Zugleich begann der Austausch von Handelsbeziehungen auf Länderebene und der Besuch russischen und österreichischer Volksmusikgruppen, die die Eigenart des bodenständigen Musizierens dem jeweils anderen Kulturkreis näherbrachten. Juristen aus der Steiermark legten den Grundstein für den Aufbau einer Handelskammer in Tambow, die sich mittlerweile zu einem florierenden Miteinander entwickelt hat. Dazu haben auch die offiziellen Besuche von Politikern und hohen Beamten beigetragen.

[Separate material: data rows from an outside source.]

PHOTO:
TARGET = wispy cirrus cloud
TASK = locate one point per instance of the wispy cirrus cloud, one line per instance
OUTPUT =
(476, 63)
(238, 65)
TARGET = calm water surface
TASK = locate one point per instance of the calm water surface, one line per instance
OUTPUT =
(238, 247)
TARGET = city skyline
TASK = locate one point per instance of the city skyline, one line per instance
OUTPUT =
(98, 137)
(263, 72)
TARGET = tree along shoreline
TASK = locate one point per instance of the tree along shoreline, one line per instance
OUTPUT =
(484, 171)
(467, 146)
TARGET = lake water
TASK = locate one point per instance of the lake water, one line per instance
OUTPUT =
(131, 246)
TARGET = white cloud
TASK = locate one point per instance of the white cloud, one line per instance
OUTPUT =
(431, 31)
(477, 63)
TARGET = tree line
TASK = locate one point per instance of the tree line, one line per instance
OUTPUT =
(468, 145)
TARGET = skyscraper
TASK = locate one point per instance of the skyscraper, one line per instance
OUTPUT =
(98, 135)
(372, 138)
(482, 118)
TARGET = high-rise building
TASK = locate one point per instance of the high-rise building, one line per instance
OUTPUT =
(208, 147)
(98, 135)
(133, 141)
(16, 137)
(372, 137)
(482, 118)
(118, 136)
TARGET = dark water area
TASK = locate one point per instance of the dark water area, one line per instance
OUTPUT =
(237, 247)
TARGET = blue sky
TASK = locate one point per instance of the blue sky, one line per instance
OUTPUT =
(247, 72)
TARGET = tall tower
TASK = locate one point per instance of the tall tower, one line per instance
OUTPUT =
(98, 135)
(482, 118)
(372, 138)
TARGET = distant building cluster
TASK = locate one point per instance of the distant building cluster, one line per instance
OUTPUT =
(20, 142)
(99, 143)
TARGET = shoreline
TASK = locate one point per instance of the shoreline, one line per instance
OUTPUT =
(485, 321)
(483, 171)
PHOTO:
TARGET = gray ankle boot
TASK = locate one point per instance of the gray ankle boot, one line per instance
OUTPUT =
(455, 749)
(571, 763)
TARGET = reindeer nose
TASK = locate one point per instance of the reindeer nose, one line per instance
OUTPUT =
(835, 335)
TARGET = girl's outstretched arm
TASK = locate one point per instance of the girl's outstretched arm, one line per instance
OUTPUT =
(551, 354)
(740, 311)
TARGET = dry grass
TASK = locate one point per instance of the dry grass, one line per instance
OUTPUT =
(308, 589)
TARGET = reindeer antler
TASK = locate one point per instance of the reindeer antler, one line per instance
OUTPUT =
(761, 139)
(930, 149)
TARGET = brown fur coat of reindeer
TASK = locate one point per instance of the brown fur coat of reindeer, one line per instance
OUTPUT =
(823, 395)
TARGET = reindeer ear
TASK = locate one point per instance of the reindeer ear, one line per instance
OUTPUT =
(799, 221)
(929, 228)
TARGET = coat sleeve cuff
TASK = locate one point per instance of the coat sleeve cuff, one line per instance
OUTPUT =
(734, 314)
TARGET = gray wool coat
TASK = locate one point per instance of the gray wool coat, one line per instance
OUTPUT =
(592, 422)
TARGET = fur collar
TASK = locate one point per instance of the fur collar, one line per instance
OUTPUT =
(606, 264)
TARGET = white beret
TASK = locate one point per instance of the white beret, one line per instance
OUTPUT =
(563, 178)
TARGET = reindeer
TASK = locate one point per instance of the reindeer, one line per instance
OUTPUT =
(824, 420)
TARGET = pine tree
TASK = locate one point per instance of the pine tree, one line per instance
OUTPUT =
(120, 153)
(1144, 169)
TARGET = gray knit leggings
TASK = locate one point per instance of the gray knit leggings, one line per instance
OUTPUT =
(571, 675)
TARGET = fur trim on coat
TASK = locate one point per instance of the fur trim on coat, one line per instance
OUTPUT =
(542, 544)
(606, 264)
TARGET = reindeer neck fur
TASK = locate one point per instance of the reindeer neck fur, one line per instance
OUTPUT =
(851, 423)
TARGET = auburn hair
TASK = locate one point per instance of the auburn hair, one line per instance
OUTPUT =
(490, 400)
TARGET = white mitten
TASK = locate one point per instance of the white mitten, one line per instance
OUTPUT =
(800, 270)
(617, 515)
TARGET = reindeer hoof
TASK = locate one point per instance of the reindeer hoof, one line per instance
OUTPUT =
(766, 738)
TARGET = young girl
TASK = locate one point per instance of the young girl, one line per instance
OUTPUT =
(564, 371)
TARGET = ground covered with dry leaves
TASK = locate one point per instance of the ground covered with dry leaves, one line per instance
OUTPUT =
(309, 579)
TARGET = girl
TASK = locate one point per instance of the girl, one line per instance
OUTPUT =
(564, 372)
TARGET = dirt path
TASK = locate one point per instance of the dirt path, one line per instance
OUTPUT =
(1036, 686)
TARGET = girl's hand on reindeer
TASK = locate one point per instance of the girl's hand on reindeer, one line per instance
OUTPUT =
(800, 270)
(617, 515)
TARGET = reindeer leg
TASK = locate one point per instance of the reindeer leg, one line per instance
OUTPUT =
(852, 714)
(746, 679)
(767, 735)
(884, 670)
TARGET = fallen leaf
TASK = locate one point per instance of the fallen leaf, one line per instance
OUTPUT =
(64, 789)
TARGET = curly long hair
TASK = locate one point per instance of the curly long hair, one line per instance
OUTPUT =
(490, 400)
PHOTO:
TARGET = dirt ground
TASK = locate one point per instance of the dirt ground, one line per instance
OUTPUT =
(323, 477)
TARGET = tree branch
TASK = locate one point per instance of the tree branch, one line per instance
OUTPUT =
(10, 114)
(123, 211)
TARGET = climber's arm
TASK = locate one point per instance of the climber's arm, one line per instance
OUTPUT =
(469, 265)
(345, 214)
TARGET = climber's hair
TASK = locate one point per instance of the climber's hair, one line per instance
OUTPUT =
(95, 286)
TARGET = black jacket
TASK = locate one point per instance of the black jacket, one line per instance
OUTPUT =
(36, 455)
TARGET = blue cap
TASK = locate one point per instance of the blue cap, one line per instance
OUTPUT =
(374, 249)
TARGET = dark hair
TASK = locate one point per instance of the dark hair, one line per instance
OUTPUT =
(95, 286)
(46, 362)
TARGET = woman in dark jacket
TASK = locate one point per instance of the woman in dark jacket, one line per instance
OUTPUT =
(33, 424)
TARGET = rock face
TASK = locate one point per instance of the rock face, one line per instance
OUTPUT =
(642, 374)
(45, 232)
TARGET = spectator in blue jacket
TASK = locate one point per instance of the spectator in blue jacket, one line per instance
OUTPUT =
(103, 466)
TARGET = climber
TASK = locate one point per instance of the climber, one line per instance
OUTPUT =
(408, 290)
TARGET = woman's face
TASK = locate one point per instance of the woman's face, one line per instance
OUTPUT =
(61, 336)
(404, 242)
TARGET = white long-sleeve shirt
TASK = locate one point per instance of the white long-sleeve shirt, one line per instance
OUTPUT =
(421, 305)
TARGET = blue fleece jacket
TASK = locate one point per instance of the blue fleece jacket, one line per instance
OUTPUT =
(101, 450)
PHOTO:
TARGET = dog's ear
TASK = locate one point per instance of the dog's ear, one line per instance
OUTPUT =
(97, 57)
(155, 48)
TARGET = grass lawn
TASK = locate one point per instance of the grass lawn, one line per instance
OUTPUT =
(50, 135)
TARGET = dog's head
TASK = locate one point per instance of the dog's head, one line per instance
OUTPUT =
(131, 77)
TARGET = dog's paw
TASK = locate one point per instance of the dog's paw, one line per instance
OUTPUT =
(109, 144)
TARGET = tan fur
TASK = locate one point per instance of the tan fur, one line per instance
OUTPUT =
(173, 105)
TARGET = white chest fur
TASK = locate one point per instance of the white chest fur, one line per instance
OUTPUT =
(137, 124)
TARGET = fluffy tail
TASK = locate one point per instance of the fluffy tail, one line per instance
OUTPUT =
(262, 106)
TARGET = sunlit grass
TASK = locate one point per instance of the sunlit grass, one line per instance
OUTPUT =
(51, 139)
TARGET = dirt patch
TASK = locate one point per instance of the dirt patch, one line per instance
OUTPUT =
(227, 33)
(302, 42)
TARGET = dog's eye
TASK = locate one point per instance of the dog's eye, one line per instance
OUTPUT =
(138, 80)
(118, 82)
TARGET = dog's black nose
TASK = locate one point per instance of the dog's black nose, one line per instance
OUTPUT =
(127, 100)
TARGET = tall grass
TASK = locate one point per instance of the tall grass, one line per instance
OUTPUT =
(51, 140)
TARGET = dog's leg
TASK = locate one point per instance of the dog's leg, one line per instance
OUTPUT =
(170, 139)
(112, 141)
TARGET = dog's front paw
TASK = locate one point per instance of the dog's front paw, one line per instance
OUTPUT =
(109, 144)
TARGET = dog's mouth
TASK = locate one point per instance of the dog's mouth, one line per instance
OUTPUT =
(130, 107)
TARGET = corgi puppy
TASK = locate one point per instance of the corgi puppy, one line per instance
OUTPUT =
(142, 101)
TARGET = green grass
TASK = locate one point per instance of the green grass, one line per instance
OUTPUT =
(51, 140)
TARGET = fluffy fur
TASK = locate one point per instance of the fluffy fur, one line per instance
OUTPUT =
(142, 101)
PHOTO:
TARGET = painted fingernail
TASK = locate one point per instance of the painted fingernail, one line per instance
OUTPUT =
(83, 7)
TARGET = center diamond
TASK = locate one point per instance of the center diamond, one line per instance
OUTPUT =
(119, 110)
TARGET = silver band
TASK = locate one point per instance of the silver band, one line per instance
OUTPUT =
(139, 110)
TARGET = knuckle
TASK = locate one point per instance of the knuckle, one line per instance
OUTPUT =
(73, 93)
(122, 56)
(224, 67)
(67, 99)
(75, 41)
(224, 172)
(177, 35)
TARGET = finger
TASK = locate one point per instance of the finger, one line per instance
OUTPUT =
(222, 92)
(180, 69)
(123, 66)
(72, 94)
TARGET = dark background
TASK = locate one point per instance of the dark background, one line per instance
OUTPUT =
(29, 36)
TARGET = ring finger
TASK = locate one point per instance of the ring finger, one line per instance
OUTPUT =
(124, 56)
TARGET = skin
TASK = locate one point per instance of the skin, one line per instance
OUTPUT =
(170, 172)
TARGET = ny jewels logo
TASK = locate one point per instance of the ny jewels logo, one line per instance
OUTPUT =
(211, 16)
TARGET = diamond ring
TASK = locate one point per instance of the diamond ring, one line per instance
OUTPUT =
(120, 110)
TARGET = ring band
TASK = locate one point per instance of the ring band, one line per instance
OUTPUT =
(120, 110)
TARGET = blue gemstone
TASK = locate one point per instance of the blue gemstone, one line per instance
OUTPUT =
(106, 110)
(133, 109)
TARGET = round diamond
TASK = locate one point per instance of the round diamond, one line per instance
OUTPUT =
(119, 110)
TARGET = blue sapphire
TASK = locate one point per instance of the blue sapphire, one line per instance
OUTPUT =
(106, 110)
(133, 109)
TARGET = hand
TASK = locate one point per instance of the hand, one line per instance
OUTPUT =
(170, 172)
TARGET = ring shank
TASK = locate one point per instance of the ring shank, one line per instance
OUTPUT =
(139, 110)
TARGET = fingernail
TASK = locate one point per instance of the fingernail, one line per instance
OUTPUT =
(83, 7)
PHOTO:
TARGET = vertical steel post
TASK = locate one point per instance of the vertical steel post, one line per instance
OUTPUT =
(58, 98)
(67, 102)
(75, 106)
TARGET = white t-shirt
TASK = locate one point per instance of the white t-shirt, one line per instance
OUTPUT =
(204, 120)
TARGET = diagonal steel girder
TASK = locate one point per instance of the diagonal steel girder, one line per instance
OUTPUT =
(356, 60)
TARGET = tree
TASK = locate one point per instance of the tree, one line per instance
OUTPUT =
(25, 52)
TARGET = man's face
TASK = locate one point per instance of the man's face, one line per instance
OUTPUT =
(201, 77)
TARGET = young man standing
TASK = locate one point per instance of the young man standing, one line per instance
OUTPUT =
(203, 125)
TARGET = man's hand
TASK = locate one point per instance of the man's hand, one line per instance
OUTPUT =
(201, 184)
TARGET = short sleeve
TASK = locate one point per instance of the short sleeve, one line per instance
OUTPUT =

Es gibt daher noch viel zu tun. Zuerst gilt es noch die Arbeit der Franzosen einer besonderen Würdigung zu unterziehen. Im Beisein des französischen Botschafters haben die Vertreter aus dem Elsass die Gedenkveranstaltung im Jahre 2020 besucht um das Andenken an ihre Verstorbenen hochgehalten. Der Dank gilt insbesondre auch Direktor Alexandr Zaytsev, der sich unermüdlich bemüht die Ideen der Gründerväter hochzuhalten und die Inhalte der Protokolle „peu a peu“ umzusetzen.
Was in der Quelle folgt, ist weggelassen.